Nella coppa? “Blueberry Sour", un upgrade del “Whiskey Sour" secondo Tozzi. Un pre dinner, ma pure un after dinner: summa di bourbon lasciato in infusione con i mirtilli, succo di limone, zucchero liquido, bianco d’uovo e Peychaud’s bitter, un bitter aromatico e floreale, messo a punto (intorno al 1830) da un farmacista di origine creola, tal Antoine Amédée Peychaud.
Whisky giapponese leggermente affumicato - il Miyagikyo della maison Nikka Whisky - invece per il “Sensei”. Complici vermouth rosso Carpano Antica Formula, zucchero liquido e cinque o sei gocce di bitter al cioccolato azteco. Traduzione: il mitico "Old Fashioned" in una nuova versione. Dai sentori fumé.

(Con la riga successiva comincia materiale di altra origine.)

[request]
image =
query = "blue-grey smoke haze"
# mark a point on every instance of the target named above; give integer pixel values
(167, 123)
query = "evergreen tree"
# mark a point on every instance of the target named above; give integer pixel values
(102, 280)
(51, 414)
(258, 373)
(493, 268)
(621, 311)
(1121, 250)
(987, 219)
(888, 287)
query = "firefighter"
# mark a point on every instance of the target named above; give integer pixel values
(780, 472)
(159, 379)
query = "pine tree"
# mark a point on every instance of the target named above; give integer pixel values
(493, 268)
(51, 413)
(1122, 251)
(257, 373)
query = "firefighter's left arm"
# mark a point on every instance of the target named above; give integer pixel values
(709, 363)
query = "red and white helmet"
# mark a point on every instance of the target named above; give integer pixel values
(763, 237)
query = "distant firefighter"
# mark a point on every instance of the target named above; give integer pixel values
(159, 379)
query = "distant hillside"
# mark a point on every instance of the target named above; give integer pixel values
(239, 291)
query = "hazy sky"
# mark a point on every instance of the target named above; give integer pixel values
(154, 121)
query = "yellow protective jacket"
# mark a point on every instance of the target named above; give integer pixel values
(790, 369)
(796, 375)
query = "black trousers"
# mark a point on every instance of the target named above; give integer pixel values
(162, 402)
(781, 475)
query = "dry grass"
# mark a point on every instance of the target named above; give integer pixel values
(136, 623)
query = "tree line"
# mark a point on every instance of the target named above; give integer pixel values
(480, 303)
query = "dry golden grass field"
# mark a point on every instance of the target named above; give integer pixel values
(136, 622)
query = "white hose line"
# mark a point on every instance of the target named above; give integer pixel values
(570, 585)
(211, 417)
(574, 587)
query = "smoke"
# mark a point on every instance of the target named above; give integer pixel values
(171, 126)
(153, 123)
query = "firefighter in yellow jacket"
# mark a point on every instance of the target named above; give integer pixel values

I “Moscow Mule” addicted devono poi sperimentare il “Greek Mule”, intrigante e insolito. Visto anche l’utilizzo di un amaro valtellinese come il Bràulio. Felice di sposare ginger beer e liquore greco alla mastica. Una resina balsamica, felice di rincorrere le nuance amaricanti del Braulio in sorsi perfetti per l’aperitivo.
“Hibiscus Negroni” infine per omaggiare i cent’anni di un drink divenuto leggenda. Che, nella mente di Fabrizio si fa più signorile, profumato e profondo: Campari, vermouth bianco, velluto aromatizzato all’ibisco e gin sardo Pig Skin, affinato in botti di castagno centenario, utilizzate precedentemente per l’invecchiamento della Vernaccia. Un gin morbido e suadente, dalle nuance di macchia mediterranea, che mutua il nome da un incontro. Quello ravvicinato con un gruppo di cinghiali, durante la raccolta delle botaniche destinate alla produzione: ginepro, mirto, timo, finocchietto, salvia e scorza di limone.
E se a questo punto venisse fame? Ci si potrebbe fermare per cena. In carta: risotto al parmigiano con rognone saltato all’aglio e prezzemolo; tagliatelle al ragù di ossobuco con gremolada allo zafferano e limone; e costoletta di vitello con patate e rosmarino; e rombo glassato al nero, sauté di borlotti, olluco (un tubero andino) e rucola. Milano, ma con gli occhi rivolti al mondo.